José iba en su nuevo automóvil, un gran Jaguar a mucha velocidad. ¿La razón? Llegaría tarde al trabajo si no lo hacía.

Su automóvil Jaguar, rojo brillante, era una de sus más preciadas posesiones, cuando súbitamente…. ¡un ladrillo se estrelló en la puerta de atrás! José frenó el carro y dio reversa hasta el lugar de donde el ladrillo había salido.

Se bajó del carro y vio a un niño en la banqueta. Lo agarró, lo sacudió y le gritó muy enojado: “¿qué demonios andas haciendo?”. ¡Te va a costar muy caro lo que le hiciste a mi auto! ¿Por qué aventaste el ladrillo?”.

El niño llorando, le contestó: “Lo siento, señor, pero no sabía qué hacer, mi hermano se cayó de su silla de ruedas y está lastimado, y no lo puedo levantar yo solo. ¡Nadie quería detenerse a ayudarme!”.

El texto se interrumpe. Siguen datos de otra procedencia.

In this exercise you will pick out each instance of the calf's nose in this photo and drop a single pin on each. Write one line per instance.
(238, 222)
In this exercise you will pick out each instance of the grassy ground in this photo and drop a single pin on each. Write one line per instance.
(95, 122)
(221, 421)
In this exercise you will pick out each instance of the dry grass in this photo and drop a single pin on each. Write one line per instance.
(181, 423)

José sintió un nudo en la garganta, fue a levantar al joven, lo sentó en su silla de ruedas y lo revisó. Vio que sus raspaduras eran menores y que no estaba en peligro.

Mientras el pequeño de 7 años empujaba a su hermano en la silla de ruedas hacia su habitación, José caminó lentamente a su Jaguar, pensando…

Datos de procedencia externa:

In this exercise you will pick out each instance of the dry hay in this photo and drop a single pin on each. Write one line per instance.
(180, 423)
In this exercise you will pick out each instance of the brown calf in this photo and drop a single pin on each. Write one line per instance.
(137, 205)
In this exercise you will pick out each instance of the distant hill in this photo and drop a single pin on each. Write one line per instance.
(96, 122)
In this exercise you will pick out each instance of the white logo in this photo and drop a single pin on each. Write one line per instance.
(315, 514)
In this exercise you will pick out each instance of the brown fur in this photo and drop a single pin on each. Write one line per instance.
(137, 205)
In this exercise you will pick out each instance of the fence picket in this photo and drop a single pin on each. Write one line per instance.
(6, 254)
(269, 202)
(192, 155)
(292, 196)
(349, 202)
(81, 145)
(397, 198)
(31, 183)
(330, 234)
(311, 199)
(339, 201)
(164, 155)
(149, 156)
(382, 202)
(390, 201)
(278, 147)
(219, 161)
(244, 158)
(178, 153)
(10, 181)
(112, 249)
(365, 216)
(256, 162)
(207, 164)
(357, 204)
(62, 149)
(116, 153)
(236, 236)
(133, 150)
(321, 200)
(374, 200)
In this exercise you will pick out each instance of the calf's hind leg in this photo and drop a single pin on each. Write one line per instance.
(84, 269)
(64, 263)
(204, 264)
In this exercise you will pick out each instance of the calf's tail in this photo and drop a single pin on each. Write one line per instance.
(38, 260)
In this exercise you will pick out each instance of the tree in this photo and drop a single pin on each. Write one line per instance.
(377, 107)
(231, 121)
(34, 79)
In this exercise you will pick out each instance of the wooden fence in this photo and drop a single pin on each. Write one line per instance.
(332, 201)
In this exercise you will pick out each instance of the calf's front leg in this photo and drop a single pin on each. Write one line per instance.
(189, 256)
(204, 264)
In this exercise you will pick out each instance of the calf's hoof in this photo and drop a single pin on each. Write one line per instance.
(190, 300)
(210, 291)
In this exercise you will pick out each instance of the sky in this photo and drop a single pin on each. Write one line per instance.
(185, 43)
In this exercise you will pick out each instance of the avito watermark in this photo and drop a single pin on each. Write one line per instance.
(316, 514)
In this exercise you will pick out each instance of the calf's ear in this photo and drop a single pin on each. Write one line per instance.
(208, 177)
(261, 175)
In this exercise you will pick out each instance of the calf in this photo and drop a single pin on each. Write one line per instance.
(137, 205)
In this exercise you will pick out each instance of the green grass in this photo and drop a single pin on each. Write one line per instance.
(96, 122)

José nunca llevó el carro a reparar, dejó la puerta como estaba, para hacerle recordar que no debía ir a través de la vida tan aprisa, que alguien tendría que aventarle un ladrillo para ganar su atención.

Y tú, ¿has recibido algún ladrillo últimamente? ¿Qué tal tu esposa, tus hijos o tus amigos? Probablemente andas tan aprisa que no te das cuenta lo que verdaderamente importante sucede en tu vida?